The calculus facing health authorities is therefore complex. These subvariants are not inherently more dangerous, but their superior ability to reinfect means more people will catch them. More cases, even among a vaccinated and previously infected population, can translate into more hospitalizations, more ICU admissions, and more deaths in absolute terms. Scientists and public health communicators in Brazil have begun urging people to resume precautions—masking in enclosed spaces, in particular—as a hedge against what may be coming. The European health agency has cautioned that the scale of the expected surge will depend on vaccination coverage, the timing of doses, and how much immunity lingers from earlier waves. What happens next depends not on the virus's inherent severity, but on how many people it reaches.

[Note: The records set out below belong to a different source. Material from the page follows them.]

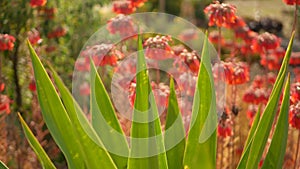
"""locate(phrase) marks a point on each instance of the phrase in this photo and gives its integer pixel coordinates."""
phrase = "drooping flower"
(220, 14)
(37, 3)
(2, 86)
(294, 115)
(291, 2)
(225, 125)
(123, 7)
(57, 32)
(191, 60)
(82, 65)
(266, 41)
(188, 34)
(84, 89)
(161, 93)
(34, 37)
(121, 24)
(236, 72)
(4, 104)
(242, 32)
(103, 54)
(6, 42)
(295, 93)
(158, 47)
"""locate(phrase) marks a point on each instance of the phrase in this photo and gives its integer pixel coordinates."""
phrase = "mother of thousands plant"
(84, 145)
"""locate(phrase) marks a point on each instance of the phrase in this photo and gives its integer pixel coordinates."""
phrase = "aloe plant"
(84, 145)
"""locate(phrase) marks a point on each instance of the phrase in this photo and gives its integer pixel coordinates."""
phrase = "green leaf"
(35, 145)
(202, 139)
(266, 121)
(105, 122)
(147, 145)
(92, 148)
(174, 132)
(55, 115)
(244, 157)
(275, 155)
(2, 165)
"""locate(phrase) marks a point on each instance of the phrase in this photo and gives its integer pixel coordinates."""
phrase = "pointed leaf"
(275, 155)
(35, 145)
(105, 122)
(175, 133)
(202, 139)
(55, 115)
(265, 124)
(93, 149)
(245, 154)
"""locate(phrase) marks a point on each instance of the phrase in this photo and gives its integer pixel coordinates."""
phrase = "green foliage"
(85, 145)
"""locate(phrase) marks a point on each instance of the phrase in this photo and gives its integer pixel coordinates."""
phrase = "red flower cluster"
(49, 12)
(273, 59)
(292, 2)
(225, 124)
(220, 14)
(34, 37)
(237, 23)
(214, 37)
(236, 72)
(123, 7)
(295, 93)
(121, 24)
(294, 115)
(161, 93)
(6, 42)
(58, 32)
(256, 95)
(158, 47)
(265, 41)
(37, 3)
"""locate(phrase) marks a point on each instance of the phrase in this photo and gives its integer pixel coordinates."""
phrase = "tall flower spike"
(236, 73)
(220, 14)
(121, 24)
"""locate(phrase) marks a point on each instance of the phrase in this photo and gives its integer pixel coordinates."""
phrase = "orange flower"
(221, 14)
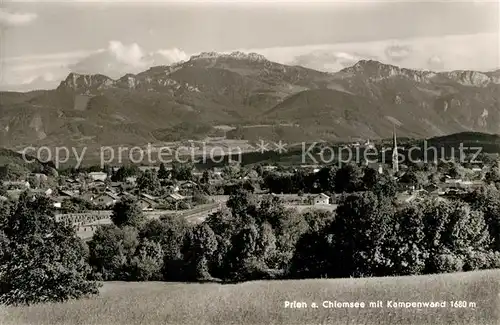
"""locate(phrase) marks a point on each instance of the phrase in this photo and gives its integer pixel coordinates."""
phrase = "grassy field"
(263, 302)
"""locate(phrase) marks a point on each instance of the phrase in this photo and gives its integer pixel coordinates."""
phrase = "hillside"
(244, 90)
(262, 302)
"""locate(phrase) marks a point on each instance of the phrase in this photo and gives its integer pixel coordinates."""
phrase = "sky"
(42, 41)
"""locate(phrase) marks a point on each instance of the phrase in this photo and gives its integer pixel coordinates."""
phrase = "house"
(19, 185)
(187, 185)
(41, 177)
(147, 168)
(176, 196)
(57, 202)
(67, 193)
(43, 192)
(131, 179)
(106, 199)
(149, 197)
(434, 189)
(98, 176)
(146, 204)
(321, 199)
(375, 165)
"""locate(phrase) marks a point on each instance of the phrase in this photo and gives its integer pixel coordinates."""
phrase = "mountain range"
(246, 96)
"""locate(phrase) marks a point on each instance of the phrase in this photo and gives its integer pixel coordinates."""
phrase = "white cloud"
(14, 19)
(119, 59)
(47, 70)
(455, 52)
(472, 52)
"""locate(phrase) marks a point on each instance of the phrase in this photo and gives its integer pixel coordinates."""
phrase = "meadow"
(262, 302)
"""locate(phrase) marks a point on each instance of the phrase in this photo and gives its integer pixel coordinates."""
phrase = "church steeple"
(395, 160)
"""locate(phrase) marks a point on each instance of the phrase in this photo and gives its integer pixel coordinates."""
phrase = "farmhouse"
(20, 185)
(146, 204)
(321, 199)
(107, 199)
(98, 176)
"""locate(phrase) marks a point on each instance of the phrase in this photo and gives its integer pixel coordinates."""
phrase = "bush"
(41, 260)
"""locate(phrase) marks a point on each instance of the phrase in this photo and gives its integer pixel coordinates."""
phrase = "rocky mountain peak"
(234, 55)
(76, 81)
(472, 78)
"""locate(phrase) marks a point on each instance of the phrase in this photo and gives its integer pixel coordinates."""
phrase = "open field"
(262, 302)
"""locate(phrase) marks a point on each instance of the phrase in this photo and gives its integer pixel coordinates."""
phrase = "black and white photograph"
(254, 162)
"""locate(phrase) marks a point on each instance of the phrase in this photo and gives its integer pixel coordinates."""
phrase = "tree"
(111, 249)
(370, 178)
(147, 262)
(452, 231)
(200, 245)
(127, 212)
(386, 187)
(492, 176)
(124, 172)
(487, 200)
(326, 179)
(163, 173)
(169, 231)
(241, 203)
(362, 232)
(348, 179)
(148, 182)
(41, 260)
(182, 172)
(409, 252)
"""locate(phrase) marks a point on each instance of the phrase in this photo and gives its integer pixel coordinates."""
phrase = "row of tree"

The wave of BA.4 and BA.5 had a much, much less fatal impact than any of the previous waves
— Tulio de Oliveira, virologist, University of KwaZulu-Natal
The subvariants may be responsible for a new wave in autumn
— Karl Lauterbach, German Health Minister
A Conversa do Hearth Outra perspectiva sobre a história
Inventor

Why did these subvariants emerge now, and what made them spread so much faster than what came before?

Model

They didn't emerge because of anything we did wrong—they're just the virus doing what viruses do, mutating and testing which versions survive best. BA.4 and BA.5 happened to develop mutations that let them slip past immunity that had built up in the population. That's their edge. They're not new because they're more dangerous; they're new because they're better at reinfecting people.

Inventor

So if someone had COVID in March and got vaccinated, they could still catch this?

Model

Yes. That's what Portugal is seeing—people getting infected again. The virus has learned to dodge both the antibodies from vaccination and the antibodies from prior infection. It's not that the vaccines failed; it's that the virus evolved faster than immunity could adapt.

Inventor

But you said they're not more severe. So why should anyone worry?

Model

Because more cases means more hospitalizations, even if the percentage of people who get seriously ill stays the same. If ten times as many people catch it, ten times as many might end up in the hospital. That's the math that matters for a healthcare system.

Inventor

What's the difference between what happened in South Africa and what's happening in Europe now?

Model

Timing and capacity. South Africa had high population immunity already built up, and hospitals had beds ready when the wave hit. Europe is watching it happen in real time and trying to prepare. The virus itself is the same; the context is different.

Inventor

Is there anything that actually stops these subvariants?

Model

Not stops, exactly. Vaccination still reduces severe illness. Prior infection still offers some protection. Masking in crowded indoor spaces still works. But nothing makes you immune to reinfection. The goal now is to slow spread and protect the most vulnerable—people over sixty, the immunocompromised—while the virus circulates.